Python自然语言处理学习笔记(30):4.2 序列

4.2   Sequences 序列

 

So far, we have seen two kinds of sequence object: strings and lists. Another kind of sequence is called a tuple. Tuples are formed with the comma operator , and typically enclosed using parentheses. We've actually seen them in the previous chapters, and sometimes referred to them as "pairs"(有时把它们叫做为“对”), since there were always two members. However, tuples can have any number of members. Like lists and strings, tuples can be indexed  and sliced , and have a length .

 

>>> t = 'walk', 'fem', 3 

>>> t

('walk', 'fem', 3)

>>> t[0] 

'walk'

>>> t[1:] 

('fem', 3)

>>> len(t) 

Caution!

Tuples are constructed using the comma operator. Parentheses are a more general feature of Python syntax, designed for grouping. A tuple containing the single element'snark' is defined by adding a trailing comma(拖尾的逗号), like this: "'snark',". The empty tuple is a special case, and is defined using empty parentheses ().
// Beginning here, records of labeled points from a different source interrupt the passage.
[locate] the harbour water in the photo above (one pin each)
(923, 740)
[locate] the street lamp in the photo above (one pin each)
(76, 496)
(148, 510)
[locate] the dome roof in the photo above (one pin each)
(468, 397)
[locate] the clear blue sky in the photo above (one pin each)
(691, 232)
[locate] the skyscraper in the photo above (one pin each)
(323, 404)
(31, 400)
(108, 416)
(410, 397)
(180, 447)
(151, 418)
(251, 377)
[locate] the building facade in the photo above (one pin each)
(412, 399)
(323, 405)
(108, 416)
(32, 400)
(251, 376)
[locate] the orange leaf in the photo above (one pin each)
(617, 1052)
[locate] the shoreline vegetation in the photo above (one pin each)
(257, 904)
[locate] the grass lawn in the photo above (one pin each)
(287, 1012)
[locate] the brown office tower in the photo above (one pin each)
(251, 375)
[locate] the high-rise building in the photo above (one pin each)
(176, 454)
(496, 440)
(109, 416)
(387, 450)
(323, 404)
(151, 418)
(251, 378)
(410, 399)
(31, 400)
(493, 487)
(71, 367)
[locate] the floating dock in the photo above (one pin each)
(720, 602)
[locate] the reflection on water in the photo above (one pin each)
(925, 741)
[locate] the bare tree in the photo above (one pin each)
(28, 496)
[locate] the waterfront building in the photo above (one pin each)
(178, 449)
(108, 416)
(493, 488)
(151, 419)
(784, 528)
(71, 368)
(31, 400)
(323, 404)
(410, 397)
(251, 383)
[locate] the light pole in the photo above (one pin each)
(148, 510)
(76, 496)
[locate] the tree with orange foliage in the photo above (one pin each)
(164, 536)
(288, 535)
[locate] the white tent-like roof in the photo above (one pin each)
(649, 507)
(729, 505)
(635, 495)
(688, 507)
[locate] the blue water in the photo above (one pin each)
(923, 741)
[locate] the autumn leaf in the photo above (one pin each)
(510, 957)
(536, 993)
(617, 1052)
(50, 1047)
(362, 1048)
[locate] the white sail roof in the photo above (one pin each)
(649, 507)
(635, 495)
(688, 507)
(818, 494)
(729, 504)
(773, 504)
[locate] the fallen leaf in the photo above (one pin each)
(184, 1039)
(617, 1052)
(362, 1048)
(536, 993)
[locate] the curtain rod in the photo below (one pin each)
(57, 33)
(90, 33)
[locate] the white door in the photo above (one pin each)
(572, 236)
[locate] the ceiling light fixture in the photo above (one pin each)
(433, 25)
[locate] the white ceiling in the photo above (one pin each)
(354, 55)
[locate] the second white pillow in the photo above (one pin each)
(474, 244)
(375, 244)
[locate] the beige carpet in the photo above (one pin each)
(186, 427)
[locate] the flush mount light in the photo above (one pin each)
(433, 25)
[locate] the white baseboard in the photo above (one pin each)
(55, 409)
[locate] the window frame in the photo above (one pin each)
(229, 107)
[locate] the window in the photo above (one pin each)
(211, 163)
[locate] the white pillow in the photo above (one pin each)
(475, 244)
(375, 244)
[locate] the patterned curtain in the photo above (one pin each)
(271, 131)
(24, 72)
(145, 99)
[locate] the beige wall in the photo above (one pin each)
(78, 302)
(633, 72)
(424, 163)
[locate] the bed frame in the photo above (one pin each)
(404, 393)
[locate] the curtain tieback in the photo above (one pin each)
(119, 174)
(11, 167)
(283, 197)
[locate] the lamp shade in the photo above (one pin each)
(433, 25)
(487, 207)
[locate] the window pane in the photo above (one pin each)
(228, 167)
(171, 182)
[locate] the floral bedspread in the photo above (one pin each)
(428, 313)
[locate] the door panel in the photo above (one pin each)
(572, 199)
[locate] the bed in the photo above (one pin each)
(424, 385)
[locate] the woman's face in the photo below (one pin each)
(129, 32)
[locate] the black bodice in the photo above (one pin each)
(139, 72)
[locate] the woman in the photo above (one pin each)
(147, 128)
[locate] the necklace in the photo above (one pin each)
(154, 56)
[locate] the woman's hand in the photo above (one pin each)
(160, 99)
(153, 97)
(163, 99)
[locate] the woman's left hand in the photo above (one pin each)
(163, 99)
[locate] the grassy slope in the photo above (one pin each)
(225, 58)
Let's compare strings, lists and tuples directly, and do the indexing, slice, and length operation on each type:

 

>>> raw = 'I turned off the spectroroute'

>>> text = ['I', 'turned', 'off', 'the', 'spectroroute']

>>> pair = (6, 'turned')

>>> raw[2], text[3], pair[1]

('t', 'the', 'turned')

>>> raw[-3:], text[-3:], pair[-3:]

('ute', ['off', 'the', 'spectroroute'], (6, 'turned'))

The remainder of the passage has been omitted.